I think about this sometimes, I guess. Things are very different with me these days. There are two very big differences in my life that have me dealing with my emotional side a lot more than...well, ever before. One is being in a committed, long-term, intimate relationship. The other is being in therapy (which, I guess, meets those qualifications, too, in a way). Both of those have been the case for several years now (relationship longer, for those keeping score), and both mean exploring and dealing with the dusty, disused corner of my brain. I guess to be honest about it there are times that I miss being more of a robot. Things were easier. Dealing with the world was easier. But exploring my humanity has its perks, certainly. It's never a bad thing to understand oneself better, certainly, and connecting to my emotions more helps me understand other people. At least I think it does. Or it takes me further in that direction, anyway. Never been a strong suit of mine. But anyway...being a more emotional being means...well...being a more emotional being. It means more experiencing things and processing than the old ways of suppressing. But it also means, at least for me currently, a lot more...I dunno. Things happening? Like I don't think my capacity is very high. Or rather...low throughput. Yeah...low throughput, no buffer. So I end up with, like...overflow? I'll have to work on the analogy. But whatever the model, the process by which I try and "tolerate" to deal with anxiety (and I guess depression) means I've broken some kind of cap...or like there's a valve that I can't close all the way.

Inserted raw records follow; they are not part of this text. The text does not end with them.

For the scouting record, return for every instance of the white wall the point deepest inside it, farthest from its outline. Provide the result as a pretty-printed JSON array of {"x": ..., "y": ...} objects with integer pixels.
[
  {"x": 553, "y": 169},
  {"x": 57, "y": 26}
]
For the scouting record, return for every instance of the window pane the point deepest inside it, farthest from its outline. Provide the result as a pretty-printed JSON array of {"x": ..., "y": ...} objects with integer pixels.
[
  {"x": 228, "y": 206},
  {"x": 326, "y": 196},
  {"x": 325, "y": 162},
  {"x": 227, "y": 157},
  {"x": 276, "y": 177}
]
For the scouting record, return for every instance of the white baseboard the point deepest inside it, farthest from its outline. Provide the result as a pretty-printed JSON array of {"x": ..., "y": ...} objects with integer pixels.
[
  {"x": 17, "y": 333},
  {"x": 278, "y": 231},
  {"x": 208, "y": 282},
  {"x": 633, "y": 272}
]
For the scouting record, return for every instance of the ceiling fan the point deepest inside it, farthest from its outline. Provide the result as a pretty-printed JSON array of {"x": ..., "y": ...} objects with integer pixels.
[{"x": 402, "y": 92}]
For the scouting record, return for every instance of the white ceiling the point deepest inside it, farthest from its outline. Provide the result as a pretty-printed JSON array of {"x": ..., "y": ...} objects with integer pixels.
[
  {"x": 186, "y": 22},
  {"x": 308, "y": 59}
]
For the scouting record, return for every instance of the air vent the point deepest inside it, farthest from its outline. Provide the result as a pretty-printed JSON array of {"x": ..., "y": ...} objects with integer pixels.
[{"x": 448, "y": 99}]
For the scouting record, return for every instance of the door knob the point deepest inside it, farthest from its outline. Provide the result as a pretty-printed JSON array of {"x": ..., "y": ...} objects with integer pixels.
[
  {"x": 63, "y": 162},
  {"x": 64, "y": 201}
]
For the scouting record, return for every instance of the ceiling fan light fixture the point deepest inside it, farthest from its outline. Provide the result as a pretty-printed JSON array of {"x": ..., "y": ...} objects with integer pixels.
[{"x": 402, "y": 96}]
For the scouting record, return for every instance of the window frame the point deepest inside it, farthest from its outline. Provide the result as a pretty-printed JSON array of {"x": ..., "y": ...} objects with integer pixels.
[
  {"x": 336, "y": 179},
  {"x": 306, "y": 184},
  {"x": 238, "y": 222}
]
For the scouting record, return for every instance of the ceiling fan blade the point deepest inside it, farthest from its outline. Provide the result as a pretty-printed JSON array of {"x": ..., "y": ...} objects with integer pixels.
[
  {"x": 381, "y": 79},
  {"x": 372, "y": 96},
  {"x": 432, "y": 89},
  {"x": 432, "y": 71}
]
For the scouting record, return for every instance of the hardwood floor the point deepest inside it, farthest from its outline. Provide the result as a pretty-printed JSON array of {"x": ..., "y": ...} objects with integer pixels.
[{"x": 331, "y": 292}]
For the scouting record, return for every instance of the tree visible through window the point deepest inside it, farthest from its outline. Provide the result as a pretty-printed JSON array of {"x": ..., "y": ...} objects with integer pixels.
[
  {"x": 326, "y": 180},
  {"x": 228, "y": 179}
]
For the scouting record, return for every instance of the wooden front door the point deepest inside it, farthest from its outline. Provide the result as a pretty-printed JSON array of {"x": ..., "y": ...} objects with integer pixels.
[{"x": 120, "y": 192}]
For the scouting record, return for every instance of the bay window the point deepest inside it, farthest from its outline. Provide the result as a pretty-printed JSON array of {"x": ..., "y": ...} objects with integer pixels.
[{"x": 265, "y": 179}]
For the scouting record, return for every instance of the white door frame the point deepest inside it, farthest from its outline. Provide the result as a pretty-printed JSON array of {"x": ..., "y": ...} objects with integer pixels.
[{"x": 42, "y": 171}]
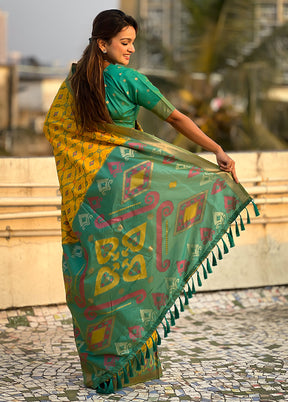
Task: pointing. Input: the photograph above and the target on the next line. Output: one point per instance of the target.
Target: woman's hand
(188, 128)
(226, 163)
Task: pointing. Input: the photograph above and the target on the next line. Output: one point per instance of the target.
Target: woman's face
(121, 46)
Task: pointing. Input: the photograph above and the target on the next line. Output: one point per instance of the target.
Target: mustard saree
(143, 222)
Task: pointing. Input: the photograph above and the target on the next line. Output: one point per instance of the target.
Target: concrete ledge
(30, 242)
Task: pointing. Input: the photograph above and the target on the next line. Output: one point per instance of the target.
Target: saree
(143, 223)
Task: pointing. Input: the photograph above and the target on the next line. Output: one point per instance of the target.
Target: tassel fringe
(107, 387)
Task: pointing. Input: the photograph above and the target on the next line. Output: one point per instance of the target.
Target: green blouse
(126, 90)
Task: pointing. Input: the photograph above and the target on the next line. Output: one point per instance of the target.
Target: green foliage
(219, 31)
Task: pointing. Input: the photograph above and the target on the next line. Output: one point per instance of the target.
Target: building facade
(164, 27)
(3, 37)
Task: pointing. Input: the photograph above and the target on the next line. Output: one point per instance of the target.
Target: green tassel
(186, 298)
(231, 240)
(154, 345)
(237, 229)
(138, 364)
(204, 272)
(165, 330)
(208, 266)
(142, 359)
(126, 379)
(147, 352)
(119, 383)
(110, 388)
(214, 260)
(190, 294)
(181, 305)
(220, 256)
(176, 312)
(248, 217)
(242, 223)
(131, 374)
(158, 338)
(257, 213)
(172, 319)
(168, 326)
(225, 248)
(199, 279)
(193, 287)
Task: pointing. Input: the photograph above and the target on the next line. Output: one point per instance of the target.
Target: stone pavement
(227, 346)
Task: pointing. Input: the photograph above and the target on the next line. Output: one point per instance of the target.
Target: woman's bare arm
(188, 128)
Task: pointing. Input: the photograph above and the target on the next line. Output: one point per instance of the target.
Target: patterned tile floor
(227, 346)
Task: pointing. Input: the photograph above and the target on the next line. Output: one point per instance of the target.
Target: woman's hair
(87, 82)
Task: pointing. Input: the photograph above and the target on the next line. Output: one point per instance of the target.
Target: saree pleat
(142, 221)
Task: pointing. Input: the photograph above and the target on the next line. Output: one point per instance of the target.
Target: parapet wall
(30, 238)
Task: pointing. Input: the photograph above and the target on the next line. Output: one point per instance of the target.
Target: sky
(52, 31)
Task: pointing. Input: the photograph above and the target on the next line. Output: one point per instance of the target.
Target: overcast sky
(53, 31)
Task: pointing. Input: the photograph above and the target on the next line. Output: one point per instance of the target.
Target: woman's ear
(101, 44)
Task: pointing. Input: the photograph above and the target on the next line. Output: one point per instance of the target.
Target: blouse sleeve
(143, 93)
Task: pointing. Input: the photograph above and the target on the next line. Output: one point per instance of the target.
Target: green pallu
(143, 222)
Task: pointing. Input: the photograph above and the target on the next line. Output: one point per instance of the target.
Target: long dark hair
(87, 82)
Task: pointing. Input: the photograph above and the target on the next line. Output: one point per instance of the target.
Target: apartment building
(164, 25)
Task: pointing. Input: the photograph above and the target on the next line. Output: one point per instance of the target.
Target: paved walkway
(228, 346)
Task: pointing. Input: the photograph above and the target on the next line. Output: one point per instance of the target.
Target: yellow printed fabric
(142, 221)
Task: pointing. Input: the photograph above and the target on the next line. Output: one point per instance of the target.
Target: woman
(139, 216)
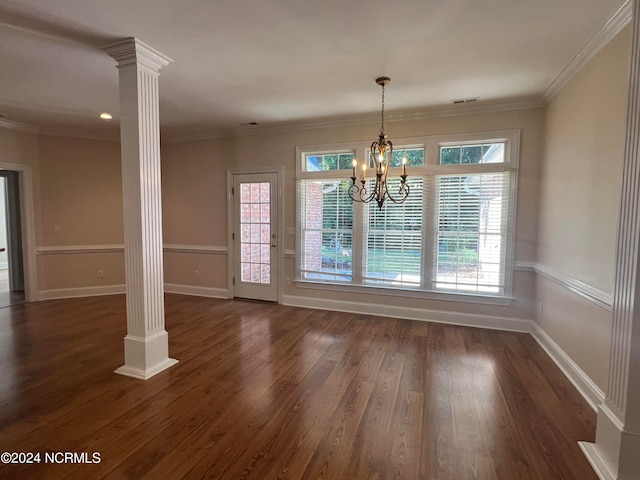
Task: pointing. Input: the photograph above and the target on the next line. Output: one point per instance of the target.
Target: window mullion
(430, 232)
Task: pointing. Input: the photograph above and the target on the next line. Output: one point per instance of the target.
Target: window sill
(400, 292)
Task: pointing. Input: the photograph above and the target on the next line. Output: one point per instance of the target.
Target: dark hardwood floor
(264, 391)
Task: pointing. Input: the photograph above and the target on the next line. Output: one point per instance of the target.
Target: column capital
(131, 51)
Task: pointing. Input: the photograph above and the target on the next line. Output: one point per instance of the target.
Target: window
(452, 235)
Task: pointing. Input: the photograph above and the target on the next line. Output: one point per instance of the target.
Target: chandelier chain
(382, 112)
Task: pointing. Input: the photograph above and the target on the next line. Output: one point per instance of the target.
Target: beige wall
(81, 195)
(579, 196)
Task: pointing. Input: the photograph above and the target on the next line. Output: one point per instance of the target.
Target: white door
(255, 239)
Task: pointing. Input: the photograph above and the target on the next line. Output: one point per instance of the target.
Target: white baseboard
(80, 292)
(439, 316)
(197, 291)
(596, 461)
(587, 387)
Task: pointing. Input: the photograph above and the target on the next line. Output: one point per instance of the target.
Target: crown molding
(368, 119)
(616, 22)
(23, 127)
(73, 133)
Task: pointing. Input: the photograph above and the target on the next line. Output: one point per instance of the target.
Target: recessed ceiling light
(465, 100)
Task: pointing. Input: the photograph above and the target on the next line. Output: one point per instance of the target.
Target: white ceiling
(283, 61)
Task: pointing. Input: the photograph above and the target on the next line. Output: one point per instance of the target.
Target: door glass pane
(255, 232)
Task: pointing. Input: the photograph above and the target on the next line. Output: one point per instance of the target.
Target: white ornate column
(616, 453)
(146, 345)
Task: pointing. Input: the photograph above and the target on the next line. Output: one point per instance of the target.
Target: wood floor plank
(265, 391)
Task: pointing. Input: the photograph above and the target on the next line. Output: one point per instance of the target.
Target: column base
(146, 357)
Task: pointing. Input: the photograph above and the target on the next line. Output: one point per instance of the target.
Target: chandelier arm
(361, 194)
(403, 192)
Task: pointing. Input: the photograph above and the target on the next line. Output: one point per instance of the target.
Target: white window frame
(431, 168)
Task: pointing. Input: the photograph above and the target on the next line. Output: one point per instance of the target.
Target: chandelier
(380, 155)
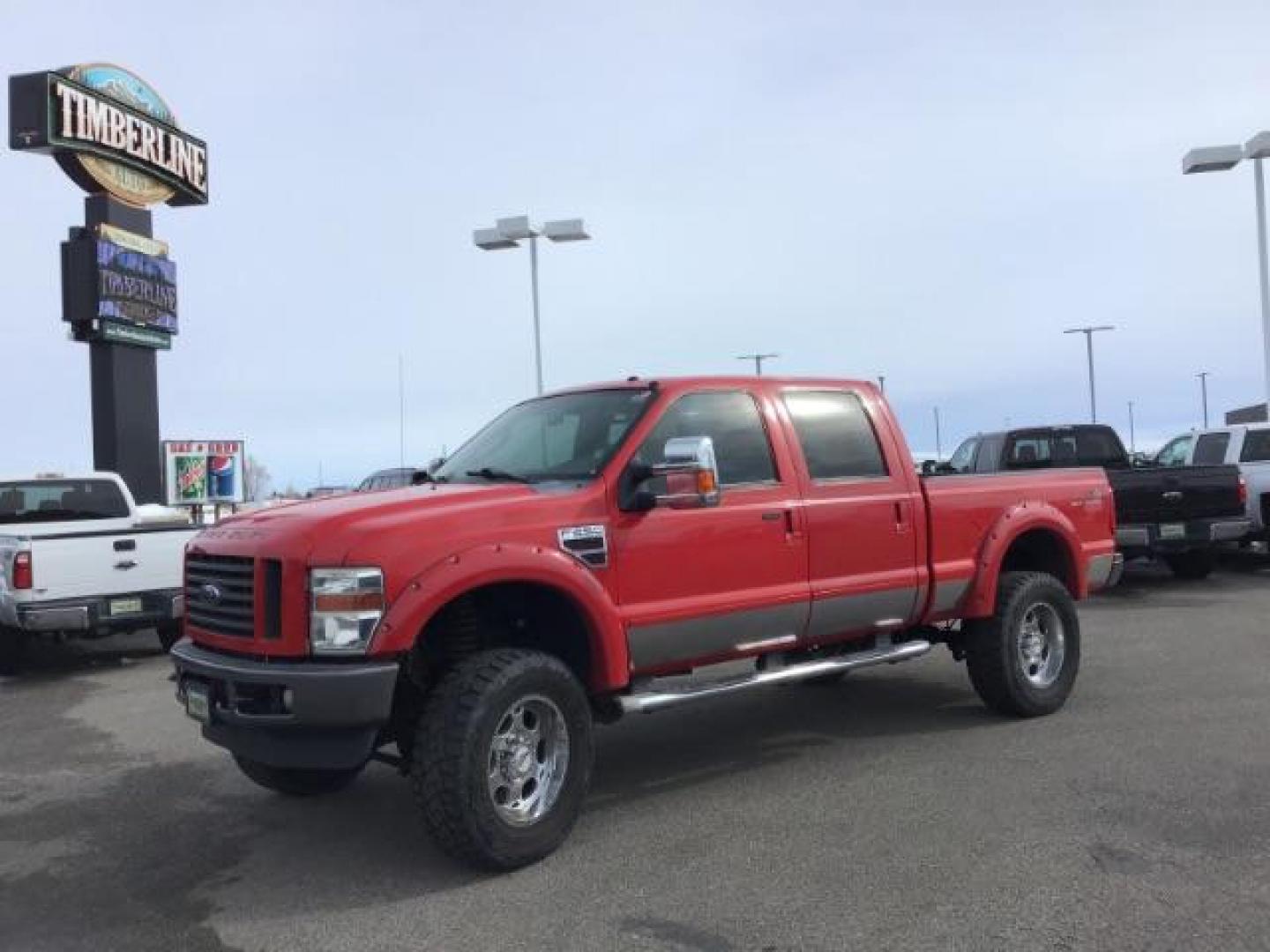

Sometimes the feelings just...keep pouring in. I don't try to shut it off anymore. I just try and experience it and deal. A lot of DBT is about awareness, tolerance, and acceptance. (Heh, as an aside... I meant that in an emotional sense, but those are also pretty decent goals in a social sense, too.) I suppose regulation is supposed to be part of that, too, but that's probably the hardest part for me. I'm told a lot that I tend to have an "all-or-nothing" attitude about things that gets in my way. If I extrapolate, looking through an "all-or-nothing" lens, then "regulate" just means "suppress." And since suppression is a practice I'm trying to get out of, things are going the other way for the time being.
Meh. Didn't mean to go on a whole therapy jag there. Was just an emotional day. Things are overall good, I think. It's a process. Just remembered that I skipped this week, too, because of the weather. It'll be good to get back in there next week.
What else... Oh! Made my first phone call today to Donovan's office to register against the AHCA. That was nice and fulfilling in its way. Fucking drop in the ocean, but part of what else I'm supposed to be doing with my time is figuring out how to get some good done in this world. Oh, and speaking of that...I saw a pretty good article today that gave me a lot to chew on. It touches on a lot of things I've been thinking about a lot over the past few weeks. Mechanization and automation of labor, dissociation from production, relationship with time. Well...relationship with clocks, I guess I should say, to be more to the point. I guess that last one always tends to recur around Daylight Saving Time changes (last weekend we sprung forward). Anyway. Good stuff. Need to find a new path.